Extended Data Figure 8. Patients carrying the C9orf72 HRE show phenotypes indicative of nucleolar stress.

a) Another nucleolar component, nucleophosmin/B23 (green), shows a dispersed localization as seen for NCL in B lymphocytes from C9orf72 HRE patients. B23 (mouse monoclonal, B0556, Sigma) IF staining followed the manufacturer’s recommendations and the protocol described in Methods.
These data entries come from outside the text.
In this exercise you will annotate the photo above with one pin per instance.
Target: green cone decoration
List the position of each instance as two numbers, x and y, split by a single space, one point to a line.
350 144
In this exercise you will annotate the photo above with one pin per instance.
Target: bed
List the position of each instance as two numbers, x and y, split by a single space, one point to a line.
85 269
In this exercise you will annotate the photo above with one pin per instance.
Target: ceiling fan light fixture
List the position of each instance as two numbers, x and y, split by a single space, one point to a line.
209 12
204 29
B lymphocytes images were obtained as described in Methods. b) There is a significant increase in the total nuclear area occupied by B23 in B lymphocytes from a patient carrying the C9orf72 HRE when quantified similarly to NCL (Extended Data Figure 7a). The data are means ± s.e.m. n = 38 and n = 49 for representative C9orf72 WT and C9orf72 HRE B lymphocytes, respectively. *P < 0.05. c) The processing of the 45S pre-rRNA into the mature 28S, 18S, and 5.8S rRNAs that occurs in the nucleolus is depicted. d) Maturation of the 45S pre-rRNA to the 28S, 18S, and 5.8S rRNAs is impaired in patients carrying the C9orf72 HRE. B lymphocytes from patients (n = 6) show a decrease in 45S rRNA processing, but the processing is significantly decreased in the motor cortex tissues of patients carrying the C9orf72 HRE relative to controls (n = 4, 3, and 6 for C9orf72 WT, non-C9orf72 ALS, and C9orf72 HRE, respectively). Furthermore, ALS patients that do not carry the C9orf72 HRE show no significant impairment in 45s maturation (non-C9orf72 HRE ALS, n = 3). The primers for 45S, 28S, 18S, and 5.8S rRNAs (Extended Data Table 1) were previously described⁴⁷. The linear-fold change in mature rRNA levels was normalized relative to the parent 45S rRNA levels. Data are means ± s.e.m. *P < 0.05.